American ISIS articulated
Last week’s terrorist attacks by ISIS in Paris reminded us how dangerous faith can be in the wrong hands. So why would Republican primary presidential candidates Ted Cruz, Mike Huckabee and Bobby Jindal attend the so-called religious liberty conference hosted in Des Moines, Iowa by extreme fundamentalist Pastor Kevin Swanson earlier this month?
Swanson advocates that gays — and apparently adulterers, people who look at pornography and divorcees — one day should be put to death for inciting God’s wrath. He doesn’t pull this position out of thin air. Leviticus 20:13 says in the New Living Translation that men caught having sex with men have committed “a capital offense” and should be “put to death.”
Leviticus 20 also demands the death penalty for disrespectful children, adulterers, and men who have sex with their father’s wife, their own daughter-in-law, or a woman and her mother — along with the women in each case.
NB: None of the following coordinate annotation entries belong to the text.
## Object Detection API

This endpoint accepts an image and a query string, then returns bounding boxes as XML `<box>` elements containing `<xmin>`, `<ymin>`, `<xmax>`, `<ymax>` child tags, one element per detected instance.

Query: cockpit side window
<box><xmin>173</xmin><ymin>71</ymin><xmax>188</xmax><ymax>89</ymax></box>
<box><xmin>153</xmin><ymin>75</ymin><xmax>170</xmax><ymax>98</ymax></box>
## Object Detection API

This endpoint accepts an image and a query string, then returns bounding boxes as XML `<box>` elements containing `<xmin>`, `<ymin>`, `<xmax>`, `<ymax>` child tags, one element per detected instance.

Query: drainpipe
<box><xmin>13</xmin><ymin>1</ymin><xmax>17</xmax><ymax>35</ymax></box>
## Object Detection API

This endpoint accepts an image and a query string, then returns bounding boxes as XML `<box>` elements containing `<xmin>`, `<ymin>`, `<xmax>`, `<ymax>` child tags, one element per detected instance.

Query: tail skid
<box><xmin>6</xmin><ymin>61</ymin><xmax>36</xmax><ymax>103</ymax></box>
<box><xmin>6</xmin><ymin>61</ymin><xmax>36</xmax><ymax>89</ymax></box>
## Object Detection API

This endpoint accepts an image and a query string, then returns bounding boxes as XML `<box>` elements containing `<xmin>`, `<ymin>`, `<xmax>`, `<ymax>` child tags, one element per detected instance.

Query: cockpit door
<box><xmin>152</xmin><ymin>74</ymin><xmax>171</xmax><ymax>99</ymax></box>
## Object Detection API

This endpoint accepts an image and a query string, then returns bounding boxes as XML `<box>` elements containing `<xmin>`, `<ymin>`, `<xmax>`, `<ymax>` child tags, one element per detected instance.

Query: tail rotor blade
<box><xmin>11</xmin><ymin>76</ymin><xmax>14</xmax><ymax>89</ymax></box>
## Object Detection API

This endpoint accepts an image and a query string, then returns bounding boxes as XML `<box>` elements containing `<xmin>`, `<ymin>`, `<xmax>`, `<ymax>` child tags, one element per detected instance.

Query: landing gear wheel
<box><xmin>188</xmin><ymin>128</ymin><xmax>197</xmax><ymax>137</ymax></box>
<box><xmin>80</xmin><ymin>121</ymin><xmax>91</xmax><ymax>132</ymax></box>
It also requires anyone who practices bestiality to be put to death, along with the victimized animals. The death penalty is also demanded for those who claim to talk to the dead or allow the dead to speak through them.
I’ve not read that Swanson advocates that disrespectful children be put to death. But he did say that it would be better for children who read Harry Potter if their parents hang “a millstone … around their neck and they be drowned at the bottom of the sea.”
Why? Because the Harry Potter series features a prominent gay character.
Swanson’s blind biblical literalism is frightening and dangerous. And while he’s not a killer or terrorist, it makes his thought process no different than ISIS and other extremists whose interpretation of holy books glorifies killing in the name of God.
ISIS uses medieval Quranic interpretations according to Graeme Wood, the author of a lengthy piece in The Atlantic earlier this year. Karen Armstrong, in her best-selling book "The Battle for God," goes further and points to fundamentalism as the toxin infecting extreme factions of the Abrahamic faiths.
She describes it as an “embattled” type of spirituality that is “a response to a perceived crisis … a cosmic war between the forces of good and evil.” Fundamentalists fear annihilation and contamination, Armstrong writes, so they “create an ideology that provides the faithful with a plan of action. Eventually they fight back and attempt to resacralize an increasingly skeptical world.”
Do Cruz, Huckabee and Jindal believe that gays (a perceived crisis) should be exterminated (a plan of action) one day as Swanson does? If not, then why haven’t they denounced his beliefs?
Cruz, Huckabee and Jindal don’t need to become gay rights or same-sex marriage supporters in order to separate themselves from Swanson. But if they don’t denounce his views, sharing the stage with him at his recent conference sends a disturbing message about what their views may actually be.
If these religious Republicans actually do sympathize with Swanson’s death-to-gays theology, they won’t find much support among voters. Even though the majority of Christians in our nation still affiliate with denominations that oppose same-sex marriage, polling shows that a sizable number of individual believers now support marriage equality.
But even among those who don’t, only an extreme few actually believe that Leviticus 20 commands that gays one day must be executed to assuage an angry, vengeful God.